We have heroes like Marcelo H. del Pilar, the “greatest journalist produced by the purely Filipino race,” according to his Spanish enemies, and Graciano Lopez Jaena, the first editor of La Solidaridad, who led, together with Jose Rizal, the propaganda movement against the Spanish colonizers.

No other colonized country in Asia produced as many intellectuals in the class of Rizal, del Pilar, Lopez Jaena, Mariano Ponce, Juan and Antonio Luna or Apolinario Mabini who could be the pride of any country in the world. Other Asian colonies did not produce such brilliant painters as Juan Luna, Felix Resurreccion Hidalgo, Lorenzo Guerrero, Antonio Malantic and many others. Such colonies did not produce composers and musicians like Marcelo Adonay, Bibiano Morales, Hipolito Rivera, Ladislao Bonus and many others. Yet, we do not celebrate anyone of these individuals and their achievements, in the way Americans or Canadians remember their heroes, or their best writers and artists.
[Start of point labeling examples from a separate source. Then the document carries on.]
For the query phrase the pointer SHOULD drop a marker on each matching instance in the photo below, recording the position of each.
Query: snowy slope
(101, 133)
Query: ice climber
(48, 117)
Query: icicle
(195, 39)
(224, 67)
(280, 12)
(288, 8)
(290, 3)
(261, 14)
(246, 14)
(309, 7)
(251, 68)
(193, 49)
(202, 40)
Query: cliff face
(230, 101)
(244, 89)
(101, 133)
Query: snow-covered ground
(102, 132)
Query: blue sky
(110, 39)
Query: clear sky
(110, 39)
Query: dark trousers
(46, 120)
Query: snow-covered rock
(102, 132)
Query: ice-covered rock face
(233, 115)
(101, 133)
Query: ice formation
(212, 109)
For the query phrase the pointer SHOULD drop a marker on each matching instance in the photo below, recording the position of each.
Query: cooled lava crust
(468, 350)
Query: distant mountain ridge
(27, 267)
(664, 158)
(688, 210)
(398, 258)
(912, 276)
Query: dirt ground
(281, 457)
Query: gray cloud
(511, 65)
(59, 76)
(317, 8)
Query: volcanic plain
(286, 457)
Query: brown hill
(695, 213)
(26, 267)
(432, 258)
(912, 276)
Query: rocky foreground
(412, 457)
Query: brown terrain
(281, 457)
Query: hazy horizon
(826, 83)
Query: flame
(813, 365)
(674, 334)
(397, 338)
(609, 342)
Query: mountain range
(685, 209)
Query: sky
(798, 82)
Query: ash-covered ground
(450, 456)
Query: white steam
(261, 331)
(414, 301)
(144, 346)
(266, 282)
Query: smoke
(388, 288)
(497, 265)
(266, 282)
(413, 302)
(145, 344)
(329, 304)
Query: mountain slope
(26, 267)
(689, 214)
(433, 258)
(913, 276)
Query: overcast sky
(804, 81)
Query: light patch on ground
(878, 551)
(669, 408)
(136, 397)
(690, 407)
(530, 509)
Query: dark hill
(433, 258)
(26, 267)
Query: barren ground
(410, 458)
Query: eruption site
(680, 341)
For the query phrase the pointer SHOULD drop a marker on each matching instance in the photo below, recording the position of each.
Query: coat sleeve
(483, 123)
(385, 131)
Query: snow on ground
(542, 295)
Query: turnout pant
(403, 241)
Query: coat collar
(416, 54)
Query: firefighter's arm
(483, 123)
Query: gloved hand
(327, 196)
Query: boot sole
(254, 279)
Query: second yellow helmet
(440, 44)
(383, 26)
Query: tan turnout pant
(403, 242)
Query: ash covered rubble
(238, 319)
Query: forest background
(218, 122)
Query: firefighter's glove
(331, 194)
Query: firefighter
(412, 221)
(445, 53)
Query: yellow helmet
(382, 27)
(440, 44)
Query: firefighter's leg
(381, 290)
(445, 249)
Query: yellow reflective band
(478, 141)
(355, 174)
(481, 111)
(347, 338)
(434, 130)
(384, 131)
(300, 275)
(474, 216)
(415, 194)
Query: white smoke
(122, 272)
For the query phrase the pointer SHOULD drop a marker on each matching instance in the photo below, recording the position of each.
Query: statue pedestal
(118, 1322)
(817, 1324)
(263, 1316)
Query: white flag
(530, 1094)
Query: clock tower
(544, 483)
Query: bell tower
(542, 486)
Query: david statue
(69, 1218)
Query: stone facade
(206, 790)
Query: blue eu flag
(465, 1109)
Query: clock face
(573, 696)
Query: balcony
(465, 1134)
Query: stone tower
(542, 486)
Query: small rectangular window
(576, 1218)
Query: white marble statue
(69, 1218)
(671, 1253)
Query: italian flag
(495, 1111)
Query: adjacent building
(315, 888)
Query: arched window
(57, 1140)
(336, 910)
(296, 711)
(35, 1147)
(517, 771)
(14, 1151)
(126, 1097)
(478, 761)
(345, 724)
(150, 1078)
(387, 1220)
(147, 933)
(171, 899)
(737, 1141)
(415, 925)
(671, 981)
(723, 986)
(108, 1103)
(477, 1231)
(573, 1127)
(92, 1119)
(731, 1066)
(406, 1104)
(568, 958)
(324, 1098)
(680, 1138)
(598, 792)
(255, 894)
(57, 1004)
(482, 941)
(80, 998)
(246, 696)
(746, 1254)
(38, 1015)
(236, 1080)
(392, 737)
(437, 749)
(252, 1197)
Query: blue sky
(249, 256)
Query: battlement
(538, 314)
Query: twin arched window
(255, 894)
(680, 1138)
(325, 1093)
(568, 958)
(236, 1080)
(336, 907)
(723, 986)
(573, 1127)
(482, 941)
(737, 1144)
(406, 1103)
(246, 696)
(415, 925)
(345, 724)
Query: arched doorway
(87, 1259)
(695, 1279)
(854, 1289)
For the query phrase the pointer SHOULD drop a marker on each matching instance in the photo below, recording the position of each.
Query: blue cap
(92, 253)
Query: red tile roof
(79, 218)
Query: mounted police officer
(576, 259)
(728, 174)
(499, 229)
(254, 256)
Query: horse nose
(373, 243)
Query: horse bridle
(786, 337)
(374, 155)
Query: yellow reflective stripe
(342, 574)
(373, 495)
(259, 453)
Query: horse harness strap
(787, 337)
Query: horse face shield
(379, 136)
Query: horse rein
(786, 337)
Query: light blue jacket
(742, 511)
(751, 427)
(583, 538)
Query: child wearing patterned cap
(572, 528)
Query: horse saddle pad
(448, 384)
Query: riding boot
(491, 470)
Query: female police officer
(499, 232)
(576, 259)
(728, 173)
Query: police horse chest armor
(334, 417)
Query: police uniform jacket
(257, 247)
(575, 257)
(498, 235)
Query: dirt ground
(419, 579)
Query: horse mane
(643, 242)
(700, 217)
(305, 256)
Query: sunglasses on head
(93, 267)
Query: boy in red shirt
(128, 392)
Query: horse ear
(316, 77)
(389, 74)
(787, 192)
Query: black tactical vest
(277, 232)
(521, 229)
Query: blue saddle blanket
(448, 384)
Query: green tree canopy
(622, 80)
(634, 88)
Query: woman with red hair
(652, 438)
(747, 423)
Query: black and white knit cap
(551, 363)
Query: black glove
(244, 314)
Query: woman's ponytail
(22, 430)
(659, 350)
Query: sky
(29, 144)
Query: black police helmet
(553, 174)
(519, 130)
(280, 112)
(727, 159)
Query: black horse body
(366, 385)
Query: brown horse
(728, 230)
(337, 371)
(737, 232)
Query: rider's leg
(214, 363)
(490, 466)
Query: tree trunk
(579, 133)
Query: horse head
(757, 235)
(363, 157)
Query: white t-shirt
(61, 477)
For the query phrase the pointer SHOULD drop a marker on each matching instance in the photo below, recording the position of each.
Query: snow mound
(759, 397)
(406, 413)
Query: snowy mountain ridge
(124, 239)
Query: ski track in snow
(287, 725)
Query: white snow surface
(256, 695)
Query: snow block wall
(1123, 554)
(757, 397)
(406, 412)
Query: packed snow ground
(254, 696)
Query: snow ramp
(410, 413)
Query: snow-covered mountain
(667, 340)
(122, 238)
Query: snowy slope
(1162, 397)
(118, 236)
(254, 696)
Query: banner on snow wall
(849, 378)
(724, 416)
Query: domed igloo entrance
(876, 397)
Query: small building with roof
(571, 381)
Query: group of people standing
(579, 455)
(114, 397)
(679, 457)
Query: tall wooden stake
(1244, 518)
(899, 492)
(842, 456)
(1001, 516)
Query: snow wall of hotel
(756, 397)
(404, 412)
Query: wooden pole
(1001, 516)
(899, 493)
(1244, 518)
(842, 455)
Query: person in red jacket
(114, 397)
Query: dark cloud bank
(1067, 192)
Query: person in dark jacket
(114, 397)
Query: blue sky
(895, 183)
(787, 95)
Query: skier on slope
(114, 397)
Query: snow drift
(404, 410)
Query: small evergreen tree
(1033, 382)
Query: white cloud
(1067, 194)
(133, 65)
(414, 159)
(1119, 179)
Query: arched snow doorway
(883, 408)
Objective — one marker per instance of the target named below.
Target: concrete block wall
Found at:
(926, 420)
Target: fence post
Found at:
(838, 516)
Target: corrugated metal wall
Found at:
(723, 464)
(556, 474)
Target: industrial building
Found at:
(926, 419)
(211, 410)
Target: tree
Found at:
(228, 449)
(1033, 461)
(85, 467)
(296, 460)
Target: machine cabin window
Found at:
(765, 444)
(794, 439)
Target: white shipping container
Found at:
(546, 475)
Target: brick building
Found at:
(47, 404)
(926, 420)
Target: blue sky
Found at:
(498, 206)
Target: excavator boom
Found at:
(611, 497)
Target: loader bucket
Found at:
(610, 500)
In fact, most of us may have never heard of them.

No wonder our young people are confused.

There is, however, a very serious problem in misusing multiculturalism as a means for integration, especially at present when there is an increasing tendency to overlook the many identities any human being has and to try to categorize individuals according to a pre-eminent religious identity.

Consider how Islamist instigators of terror and violence against infidels may want Muslims to forget that they have any identity other than being Islamic. Or a Christian fundamentalist who sows fear for the coming of the anti-Christ as having no other identity except being a Roman Catholic or an evangelical Protestant. Or the orthodox Jew who sees himself or herself only in the image taught by the laws of Moses and nothing else. But this is another separate topic to discuss. Meantime, let us be reminded of the words of Amartya Sen, the Nobel Prize-winning economist, when he wrote:

“The insistence, if only implicitly, on a choiceless singularity of human identity not only diminishes us all, it also makes the world much more flammable. The alternative to the divisiveness of one pre-eminent categorization is not any unreal claim that we are all much the same. Rather, the main hope of harmony in our troubled world lies in the plurality of our identities, which cut across each other and work against sharp divisions around one single hardened line of vehement division that allegedly cannot be resisted. Our shared humanity gets savagely challenged when our differences are narrowed into one devised system of uniquely powerful categorization.

“Perhaps the worst impairment comes from the neglect—and denial—of the roles of reasoning and choice, which follow from the recognition of our plural identities. The illusion of unique identity is much more divisive than the universe of plural and diverse classifications that characterize the world in which we actually live. The descriptive weakness of choiceless singularity has the effect of momentously impoverishing the power and reach of our social and political reasoning. The illusion of destiny exacts a remarkably heavy price.”